De pronto, si la enviara por correo convencional, lo pensaría. Eso sí, dudando en cada flecha si el mensaje se entiende. No podría ser una carta de amor. Podría ser una carta a un amigo, a un primo o a un desconocido. Pero nunca una carta de amor. La de cupido es la única flecha que se entiende entre dos. Las demás serían siempre un motivo de discusión. Pero ya. Basta de estas suposiciones inútiles que no van a ninguna parte. Como dije, este verde sensacional sirve para escribir este tipo de cosas.

Lila

La hora es así de clara como este pálido lila. El sol, a este lado del mundo, brilla resplandeciente aún cuando hay nubes en el cielo. Parece que va a llover porque una nube gris y extensa se expande y no se ha disuelto. No sé si las nubes se disuelven. Quizá no.

Hay tantas cosas que no sé ni sabré… (suspiro). Lo que sé es que hoy, justamente, tengo una certeza y un recuerdo.
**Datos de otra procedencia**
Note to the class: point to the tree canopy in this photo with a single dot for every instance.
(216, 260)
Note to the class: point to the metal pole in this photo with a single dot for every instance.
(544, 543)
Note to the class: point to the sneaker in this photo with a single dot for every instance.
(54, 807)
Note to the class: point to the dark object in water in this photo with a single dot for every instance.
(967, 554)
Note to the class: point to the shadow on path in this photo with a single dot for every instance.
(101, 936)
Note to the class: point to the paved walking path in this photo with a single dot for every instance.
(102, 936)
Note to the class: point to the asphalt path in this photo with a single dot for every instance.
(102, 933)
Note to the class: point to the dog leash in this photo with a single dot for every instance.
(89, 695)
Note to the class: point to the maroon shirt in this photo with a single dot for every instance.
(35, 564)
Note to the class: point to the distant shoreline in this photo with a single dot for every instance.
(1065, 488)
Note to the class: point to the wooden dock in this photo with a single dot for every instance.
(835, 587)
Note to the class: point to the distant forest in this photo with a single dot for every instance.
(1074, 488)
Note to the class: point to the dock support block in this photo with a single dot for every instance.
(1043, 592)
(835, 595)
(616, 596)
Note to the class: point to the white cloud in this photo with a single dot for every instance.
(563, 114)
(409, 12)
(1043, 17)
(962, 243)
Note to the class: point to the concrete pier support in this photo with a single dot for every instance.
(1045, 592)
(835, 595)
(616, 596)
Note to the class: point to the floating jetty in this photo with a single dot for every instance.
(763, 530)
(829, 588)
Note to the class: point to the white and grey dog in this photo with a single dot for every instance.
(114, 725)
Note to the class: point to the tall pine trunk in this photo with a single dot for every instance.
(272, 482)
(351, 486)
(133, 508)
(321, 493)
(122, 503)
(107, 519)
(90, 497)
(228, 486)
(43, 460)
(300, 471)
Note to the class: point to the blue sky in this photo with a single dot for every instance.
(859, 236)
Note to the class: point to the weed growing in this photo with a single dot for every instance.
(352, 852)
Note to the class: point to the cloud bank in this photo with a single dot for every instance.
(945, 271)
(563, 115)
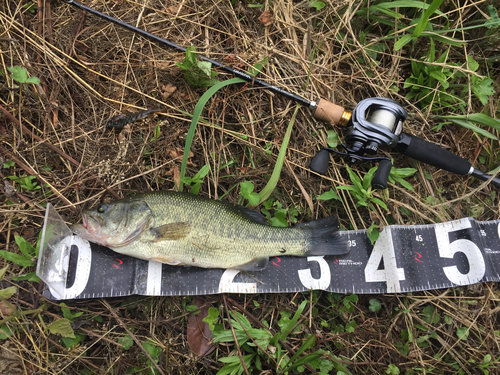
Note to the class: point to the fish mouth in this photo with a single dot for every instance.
(90, 230)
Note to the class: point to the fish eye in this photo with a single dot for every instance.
(102, 208)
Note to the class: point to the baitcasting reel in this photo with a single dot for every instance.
(377, 123)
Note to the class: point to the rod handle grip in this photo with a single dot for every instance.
(320, 162)
(432, 154)
(332, 113)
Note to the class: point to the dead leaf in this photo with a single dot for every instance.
(198, 332)
(178, 10)
(177, 153)
(167, 90)
(266, 18)
(10, 363)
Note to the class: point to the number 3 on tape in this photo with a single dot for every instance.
(391, 274)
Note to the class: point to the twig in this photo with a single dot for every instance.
(131, 334)
(58, 151)
(259, 323)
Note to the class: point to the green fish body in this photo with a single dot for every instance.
(185, 229)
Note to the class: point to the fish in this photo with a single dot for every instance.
(178, 228)
(119, 121)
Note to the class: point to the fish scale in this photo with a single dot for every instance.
(185, 229)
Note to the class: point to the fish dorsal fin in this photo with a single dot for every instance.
(171, 231)
(257, 264)
(252, 215)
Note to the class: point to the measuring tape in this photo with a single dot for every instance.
(405, 258)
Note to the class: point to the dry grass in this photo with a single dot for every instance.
(91, 70)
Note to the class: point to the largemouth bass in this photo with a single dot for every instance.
(185, 229)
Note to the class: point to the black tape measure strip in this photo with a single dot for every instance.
(404, 259)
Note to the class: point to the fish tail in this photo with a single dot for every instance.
(324, 237)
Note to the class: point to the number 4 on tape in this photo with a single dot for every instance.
(391, 274)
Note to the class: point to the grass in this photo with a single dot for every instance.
(55, 149)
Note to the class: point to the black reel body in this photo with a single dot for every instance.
(377, 123)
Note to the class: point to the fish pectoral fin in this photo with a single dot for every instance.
(171, 231)
(257, 264)
(169, 261)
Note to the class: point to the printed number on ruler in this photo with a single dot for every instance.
(448, 249)
(391, 274)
A veces un vacío de montaña rusa, a veces un vacío de hueco.

Pienso en esos días de olor a cardamomo y especias dulces, en lo dulces que fueron. Pienso en el presente como una elevación del pensamiento, aunque sea un pasado reciente, y tengo más preguntas que respuestas instantáneas. Tengo una ilusión ilusa y vaga, como si fuera una certeza premeditada. Pienso en si es real o inventada. ¿Cómo puede uno saber tantas cosas? Es una fe inesperada en mí, que soy tan racional para unas cosas, y tan sentimental para otras. Tengo preguntas del “qué hubiera pasado si…” que son las preguntas menos importantes aunque las que más nos inquietan. Quiero creer, y eso puede ser un problema. Quiero todo, y yo soy así de simple.

Ilustración de Isabela Acosta

El cuaderno de colores se escribe a mano sobre un cuaderno de Jardín Publicaciones, de Humberto Junca Casas.